Les CCI de Rhône-Alpes
accompagnent les entreprises de la sous-traitance dans ces mutations
en les conseillant dans leur processus d'innovation et de conception
de produits propres et en les aidant à développer leur clientèle à l'export.
A partir de 1996, dans le cadre d'une opération conjointe avec la DRIRE
et le Conseil régional, elles sont par exemple intervenues auprès des
PMI sous-traitantes de l'industrie de la défense pour les accompagner
dans le nécessaire redéploiement de leur activité.
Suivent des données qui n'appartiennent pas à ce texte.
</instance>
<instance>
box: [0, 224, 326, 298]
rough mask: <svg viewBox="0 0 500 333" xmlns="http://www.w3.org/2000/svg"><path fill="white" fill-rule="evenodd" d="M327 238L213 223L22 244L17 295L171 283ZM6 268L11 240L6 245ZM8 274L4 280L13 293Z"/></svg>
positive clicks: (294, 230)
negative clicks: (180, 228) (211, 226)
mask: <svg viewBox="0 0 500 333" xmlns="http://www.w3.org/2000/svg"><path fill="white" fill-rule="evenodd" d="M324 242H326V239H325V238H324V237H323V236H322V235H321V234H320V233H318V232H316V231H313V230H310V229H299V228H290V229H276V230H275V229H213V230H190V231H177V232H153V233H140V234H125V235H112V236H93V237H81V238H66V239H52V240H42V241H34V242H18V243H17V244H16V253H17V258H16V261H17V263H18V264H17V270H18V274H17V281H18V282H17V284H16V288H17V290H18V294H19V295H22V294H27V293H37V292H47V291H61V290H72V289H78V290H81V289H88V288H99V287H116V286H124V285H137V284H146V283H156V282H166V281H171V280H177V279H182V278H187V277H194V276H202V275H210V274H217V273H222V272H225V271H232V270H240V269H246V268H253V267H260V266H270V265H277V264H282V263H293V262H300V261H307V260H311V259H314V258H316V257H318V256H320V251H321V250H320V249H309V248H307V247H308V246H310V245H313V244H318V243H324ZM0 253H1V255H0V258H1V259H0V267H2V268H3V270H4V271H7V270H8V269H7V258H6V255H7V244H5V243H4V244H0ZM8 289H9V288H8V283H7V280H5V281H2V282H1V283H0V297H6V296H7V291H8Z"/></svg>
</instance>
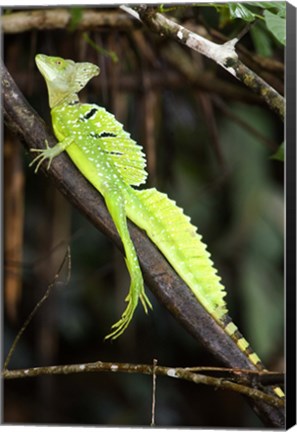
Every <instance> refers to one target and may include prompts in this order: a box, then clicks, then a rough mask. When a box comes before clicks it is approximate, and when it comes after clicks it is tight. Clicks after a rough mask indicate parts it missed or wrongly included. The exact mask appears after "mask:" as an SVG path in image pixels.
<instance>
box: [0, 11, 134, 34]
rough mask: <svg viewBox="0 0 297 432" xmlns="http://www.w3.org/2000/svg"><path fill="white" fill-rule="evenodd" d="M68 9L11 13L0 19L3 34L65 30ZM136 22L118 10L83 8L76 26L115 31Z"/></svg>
mask: <svg viewBox="0 0 297 432" xmlns="http://www.w3.org/2000/svg"><path fill="white" fill-rule="evenodd" d="M71 19H72V16H71V13H70V10H69V9H62V8H55V9H41V10H33V11H32V10H30V11H22V12H13V13H11V14H8V15H3V16H2V17H1V27H2V31H3V32H4V33H22V32H25V31H30V30H34V29H36V30H50V29H67V27H68V26H69V24H70V23H71ZM135 25H137V22H135V20H131V18H130V17H129V16H128V15H127V14H125V13H123V12H121V11H119V10H104V9H100V10H98V9H97V10H95V9H89V8H84V9H83V10H82V13H81V18H80V20H79V22H78V23H77V25H76V28H77V29H78V30H91V29H95V28H96V29H98V28H106V27H115V28H117V29H131V28H135Z"/></svg>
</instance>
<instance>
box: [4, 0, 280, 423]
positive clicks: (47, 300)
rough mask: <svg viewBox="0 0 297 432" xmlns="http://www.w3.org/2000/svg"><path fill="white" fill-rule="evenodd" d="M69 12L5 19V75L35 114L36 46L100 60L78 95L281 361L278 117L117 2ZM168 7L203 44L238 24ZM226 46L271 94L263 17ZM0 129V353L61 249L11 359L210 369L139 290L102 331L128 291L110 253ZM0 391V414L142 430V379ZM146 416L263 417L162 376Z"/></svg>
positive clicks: (261, 352) (142, 415) (35, 421)
mask: <svg viewBox="0 0 297 432" xmlns="http://www.w3.org/2000/svg"><path fill="white" fill-rule="evenodd" d="M42 10H43V11H47V9H45V8H43V9H42ZM83 10H84V9H81V8H77V9H66V12H67V13H69V12H70V15H71V17H72V18H71V21H70V24H68V25H67V26H66V27H65V28H62V29H57V28H56V25H55V24H53V28H52V29H47V30H42V29H36V28H35V29H32V28H30V26H29V28H28V29H27V30H26V31H25V30H24V31H23V30H22V27H20V28H21V31H19V32H16V30H17V26H19V25H20V26H21V24H23V23H24V22H25V18H23V20H22V19H21V20H20V21H15V22H16V24H15V31H14V32H10V33H8V32H6V31H5V29H4V30H3V31H4V34H3V42H4V43H3V51H4V60H5V64H6V66H7V68H8V70H9V71H10V73H11V75H12V76H13V78H14V79H15V81H16V83H17V84H18V86H19V87H20V89H21V91H22V92H23V93H24V95H25V97H26V98H27V99H28V100H29V102H30V103H31V105H32V106H33V107H34V109H35V110H36V111H37V112H38V113H39V114H40V115H41V116H42V117H43V118H44V119H45V121H46V123H47V124H48V125H49V124H50V112H49V106H48V99H47V90H46V86H45V83H44V81H43V78H42V77H41V75H40V74H39V72H38V70H37V68H36V66H35V63H34V56H35V55H36V54H37V53H44V54H48V55H56V56H62V57H65V58H71V59H73V60H75V61H90V62H93V63H96V64H98V65H99V66H100V68H101V74H100V76H99V77H97V78H95V79H93V80H92V81H91V82H90V83H89V84H88V86H87V88H86V89H85V90H84V91H83V92H82V93H81V98H82V100H84V101H88V102H92V103H97V104H98V105H102V106H104V107H106V109H108V110H109V111H111V112H113V113H114V114H115V116H116V117H117V119H118V120H119V121H120V122H122V123H123V124H124V126H125V129H126V130H127V131H129V132H130V133H131V135H132V137H133V138H134V139H135V140H136V141H137V142H138V143H139V144H142V145H143V146H144V149H145V153H146V154H147V159H148V171H149V179H148V183H147V185H148V186H156V187H157V188H158V189H159V190H161V191H163V192H166V193H167V194H168V195H169V196H170V197H171V198H172V199H174V200H176V202H177V203H178V205H179V206H181V207H183V208H184V210H185V213H186V214H188V215H189V216H191V220H192V222H193V223H194V224H195V225H196V226H197V227H198V230H199V233H200V234H202V235H203V239H204V241H205V242H206V243H207V245H208V249H209V251H210V252H211V254H212V257H213V260H214V262H215V266H216V267H217V268H218V270H219V273H220V275H221V276H222V279H223V283H224V285H225V286H226V289H227V292H228V295H227V303H228V307H229V310H230V315H231V316H232V318H233V320H234V322H236V324H237V325H238V327H239V328H240V330H241V331H242V333H243V334H244V335H245V337H246V338H247V339H248V340H249V341H250V342H251V345H252V346H253V348H254V349H255V350H256V352H257V353H258V354H259V356H260V357H261V358H262V360H263V362H264V363H265V364H266V365H267V366H268V367H269V368H271V369H272V370H282V369H283V295H284V290H283V217H284V207H283V205H284V204H283V192H284V191H283V174H284V173H283V163H282V162H281V161H279V160H276V159H273V158H272V156H273V155H274V154H275V152H276V151H277V149H278V147H279V145H280V144H281V143H282V142H283V133H284V131H283V124H282V123H281V121H280V120H279V119H278V117H276V115H274V114H273V113H272V112H271V111H270V110H269V109H268V108H267V106H266V105H265V104H264V103H263V102H262V101H261V100H260V99H259V98H258V96H256V95H254V94H252V93H251V91H250V90H249V89H247V88H245V87H244V86H243V85H241V84H240V83H239V82H238V81H237V80H236V79H235V78H233V77H232V76H231V75H229V74H228V73H227V72H226V71H224V70H223V69H222V68H220V67H218V66H217V65H216V64H215V63H213V62H211V61H210V60H208V59H206V58H204V57H202V56H200V55H199V54H198V53H194V52H193V51H190V50H189V49H188V48H186V47H182V46H181V45H178V44H177V43H176V42H174V41H170V40H169V39H166V38H160V37H159V36H158V35H154V34H152V33H150V32H149V31H148V30H146V29H144V28H143V27H141V25H140V24H137V23H136V24H133V23H132V24H131V20H127V19H126V20H125V19H122V20H121V19H119V17H121V16H125V14H124V12H123V11H120V10H119V9H107V8H102V9H97V10H94V11H95V13H97V14H98V13H100V14H101V15H102V17H105V16H111V17H113V18H112V19H110V20H109V21H108V20H105V21H106V22H105V24H104V25H103V24H102V25H98V26H97V27H96V28H85V29H83V30H82V29H81V27H80V22H81V20H82V15H83ZM92 10H93V9H92ZM3 12H4V14H3V16H5V14H6V15H9V14H10V15H12V14H14V13H16V12H21V11H16V10H13V9H10V10H8V11H3ZM26 12H27V13H28V12H30V11H29V10H26ZM60 13H61V10H57V12H56V20H57V22H58V21H59V20H58V18H59V14H60ZM170 15H171V16H174V17H176V18H177V19H178V20H179V22H180V23H182V24H184V25H185V26H186V27H188V28H193V30H195V31H196V32H200V33H201V34H202V35H204V36H207V37H210V38H211V39H212V40H213V41H215V42H217V43H222V42H223V41H224V40H226V39H230V38H231V37H233V36H234V35H236V34H237V33H238V32H239V31H241V30H242V28H243V27H244V26H243V23H242V22H241V21H240V20H229V21H228V20H227V18H226V22H223V21H222V12H220V11H217V10H216V8H214V7H202V6H200V7H182V8H177V9H175V10H172V11H171V12H170ZM103 21H104V20H103ZM128 21H129V22H130V23H129V24H128V23H127V22H128ZM259 28H260V30H259ZM255 29H256V30H255ZM262 30H263V29H262ZM265 34H266V37H264V36H263V35H265ZM259 35H260V36H259ZM261 37H262V39H263V41H264V42H261V40H259V39H257V38H261ZM239 45H240V46H239V48H238V50H239V52H240V55H241V56H242V58H243V60H245V61H246V62H247V63H248V62H249V64H250V66H251V68H252V69H254V70H255V71H256V72H257V73H259V74H262V76H264V77H265V79H266V80H267V81H268V82H270V84H271V85H273V86H274V87H276V88H277V90H278V91H279V92H282V91H283V47H282V46H281V45H280V44H279V43H278V42H277V41H276V40H275V39H274V38H273V37H272V36H271V35H269V34H268V33H267V32H266V33H265V32H264V31H262V32H261V23H260V24H256V25H254V26H253V30H250V31H248V32H247V34H246V35H245V36H244V37H243V39H242V40H241V42H240V44H239ZM259 59H260V60H261V59H262V60H263V59H266V60H267V61H268V63H267V64H269V65H270V66H271V65H272V66H271V67H268V66H266V67H265V62H262V63H261V61H260V60H259ZM269 61H270V62H271V63H269ZM273 68H274V69H273ZM4 138H5V141H4V168H5V179H4V199H5V202H4V208H5V213H4V216H5V220H4V234H5V290H3V296H4V302H3V304H4V327H3V344H2V345H3V355H4V357H5V355H7V352H8V350H9V348H10V346H11V344H12V342H13V340H14V338H15V336H16V334H17V332H18V330H19V329H20V327H21V326H22V324H23V322H24V320H25V319H26V318H27V317H28V315H29V314H30V312H31V311H32V309H33V308H34V306H35V305H36V303H37V302H38V301H39V300H40V299H41V298H42V296H43V295H44V293H45V291H46V289H47V286H48V284H49V283H50V282H51V281H52V280H53V278H54V275H55V274H56V272H57V270H58V268H59V266H60V264H61V261H62V259H63V256H64V254H65V251H66V247H67V245H68V244H69V245H70V247H71V258H72V266H71V280H70V282H69V283H68V285H67V286H64V285H63V284H62V283H60V284H58V285H57V286H56V287H55V288H54V289H53V290H52V292H51V294H50V296H49V298H48V299H47V301H46V302H45V303H44V304H43V305H42V307H41V308H40V310H39V311H38V313H37V314H36V316H35V317H34V319H33V320H32V322H31V324H30V326H29V327H28V328H27V330H26V331H25V333H24V334H23V336H22V338H21V340H20V342H19V343H18V345H17V348H16V350H15V352H14V355H13V357H12V359H11V362H10V365H9V368H11V369H13V368H29V367H34V366H46V365H55V364H71V363H83V362H90V361H96V360H101V361H113V362H131V363H150V364H151V363H152V362H153V359H157V360H158V364H159V365H165V366H172V367H175V366H212V365H213V366H221V365H220V364H218V362H217V361H216V360H215V359H214V358H213V357H212V356H211V355H210V354H208V353H207V352H206V351H205V349H203V348H202V346H200V345H199V344H198V343H197V342H196V341H195V340H194V339H193V338H192V337H191V336H190V335H188V334H187V333H186V331H185V330H184V329H183V328H182V327H181V326H180V325H179V324H178V323H177V322H176V321H175V320H174V318H173V317H172V316H171V315H170V314H169V313H168V312H167V310H166V309H165V308H164V307H163V306H162V305H160V304H158V303H157V301H156V300H155V298H154V297H153V295H152V294H151V293H150V292H149V289H148V288H147V293H148V296H149V297H150V300H151V302H152V303H153V312H151V313H150V314H149V316H145V314H144V313H143V310H142V308H141V307H139V308H138V310H137V313H136V315H135V317H134V319H133V321H132V324H131V325H130V326H129V328H128V330H127V331H126V332H125V334H124V335H123V336H121V337H120V338H119V339H118V340H116V341H114V342H104V336H105V335H106V334H107V333H108V332H109V330H110V326H111V324H113V323H114V322H115V321H117V320H118V319H119V317H120V315H121V313H122V311H123V308H124V302H123V300H124V297H125V295H126V293H127V289H128V286H129V277H128V273H127V270H126V268H125V265H124V261H123V257H122V256H121V255H120V253H119V252H118V250H117V249H116V248H115V247H114V246H113V244H112V243H111V242H110V241H109V240H108V239H107V238H106V237H105V236H104V235H103V234H101V233H100V232H98V231H96V230H95V228H94V227H93V226H92V225H90V223H89V222H88V221H87V220H86V219H85V218H84V217H83V216H82V215H81V214H79V213H78V211H77V210H76V209H74V208H72V207H71V206H70V205H69V204H68V202H66V201H65V199H64V198H63V197H62V196H61V195H60V193H59V192H58V191H57V190H56V189H55V188H54V187H53V185H52V184H51V183H50V182H49V180H48V179H46V178H45V177H44V176H43V175H42V174H41V173H40V174H37V175H35V174H34V173H33V170H32V169H29V168H28V164H29V162H30V157H29V156H28V153H27V152H26V151H25V150H24V149H23V147H22V145H21V144H20V143H19V142H18V141H17V140H16V138H15V137H14V136H13V135H12V134H11V132H10V131H5V134H4ZM61 279H63V277H62V278H61ZM3 396H4V407H3V421H4V422H5V423H33V424H49V425H51V424H76V425H81V424H86V425H115V426H125V425H132V426H137V425H143V426H148V425H149V424H150V421H151V400H152V378H151V377H148V376H137V375H128V374H127V375H124V374H115V373H114V374H111V373H98V374H79V375H69V376H54V377H40V378H31V379H20V380H11V381H7V382H4V383H3ZM156 425H157V426H164V427H165V426H167V427H173V426H176V427H183V426H184V427H199V426H200V427H252V426H257V427H260V426H262V425H261V423H260V421H259V420H258V419H257V417H256V416H255V414H254V413H253V412H252V410H251V409H250V408H249V406H248V405H247V403H246V401H245V400H244V399H243V398H242V397H240V396H239V395H237V394H234V393H231V392H226V391H215V390H214V389H213V388H208V387H202V386H198V385H194V384H192V383H188V382H182V381H179V380H174V379H170V378H167V377H166V378H165V377H158V378H157V391H156Z"/></svg>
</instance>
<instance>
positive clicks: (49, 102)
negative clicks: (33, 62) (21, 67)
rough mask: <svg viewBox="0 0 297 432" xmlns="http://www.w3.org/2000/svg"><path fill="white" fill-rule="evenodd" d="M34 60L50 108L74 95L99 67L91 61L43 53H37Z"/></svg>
mask: <svg viewBox="0 0 297 432" xmlns="http://www.w3.org/2000/svg"><path fill="white" fill-rule="evenodd" d="M35 61H36V65H37V67H38V69H39V71H40V73H41V74H42V76H43V78H44V79H45V82H46V85H47V89H48V95H49V104H50V107H51V108H53V107H54V106H56V105H57V104H60V103H62V102H64V101H66V100H68V99H71V98H73V97H75V95H76V93H78V92H79V91H80V90H81V89H83V88H84V87H85V85H86V84H87V83H88V81H90V79H91V78H93V77H94V76H96V75H99V72H100V69H99V67H98V66H96V65H94V64H92V63H75V62H74V61H72V60H65V59H63V58H61V57H50V56H46V55H44V54H37V55H36V57H35Z"/></svg>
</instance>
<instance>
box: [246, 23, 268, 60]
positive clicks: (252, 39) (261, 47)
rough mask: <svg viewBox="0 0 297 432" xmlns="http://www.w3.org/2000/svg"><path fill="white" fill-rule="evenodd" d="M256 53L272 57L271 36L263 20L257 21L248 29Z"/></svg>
mask: <svg viewBox="0 0 297 432" xmlns="http://www.w3.org/2000/svg"><path fill="white" fill-rule="evenodd" d="M250 34H251V38H252V40H253V43H254V47H255V50H256V53H257V54H259V55H261V56H263V57H272V54H273V50H272V42H273V41H272V38H271V35H270V32H268V30H267V28H266V26H265V24H264V23H263V22H257V23H256V25H254V26H252V27H251V29H250Z"/></svg>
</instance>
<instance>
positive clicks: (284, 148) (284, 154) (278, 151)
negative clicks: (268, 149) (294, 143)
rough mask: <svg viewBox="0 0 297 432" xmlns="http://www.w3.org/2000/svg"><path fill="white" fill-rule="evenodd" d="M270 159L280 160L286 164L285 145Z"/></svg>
mask: <svg viewBox="0 0 297 432" xmlns="http://www.w3.org/2000/svg"><path fill="white" fill-rule="evenodd" d="M270 159H274V160H279V161H281V162H284V160H285V144H284V143H282V144H281V145H280V146H279V148H278V149H277V151H276V152H275V153H274V155H272V156H271V158H270Z"/></svg>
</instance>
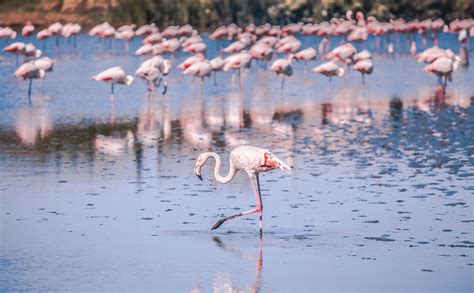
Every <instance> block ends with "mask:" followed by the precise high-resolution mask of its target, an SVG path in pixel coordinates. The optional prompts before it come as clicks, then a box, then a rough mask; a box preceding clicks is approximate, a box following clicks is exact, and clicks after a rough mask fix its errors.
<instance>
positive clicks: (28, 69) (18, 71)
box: [13, 61, 46, 103]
Les CCI sont également
fortement impliquées dans le programme régional pour une mécanique d'excellence.
Les CCI aident
aussi les entreprises à s'allier entre elles pour répondre à l'exigence
d'acquisition d'une taille critique. En la matière, le Salon Alliance,
qui après dix éditions apparaît comme une grande réussite (plus de 1000
exposants et 20 000 visiteurs en 2000), offre de multiples opportunités
de partenariats. Alliance et le salon RIST (Valence) sont aussi le cadre
privilégié de promotion des savoir faire de la sous-traitance rhônalpine.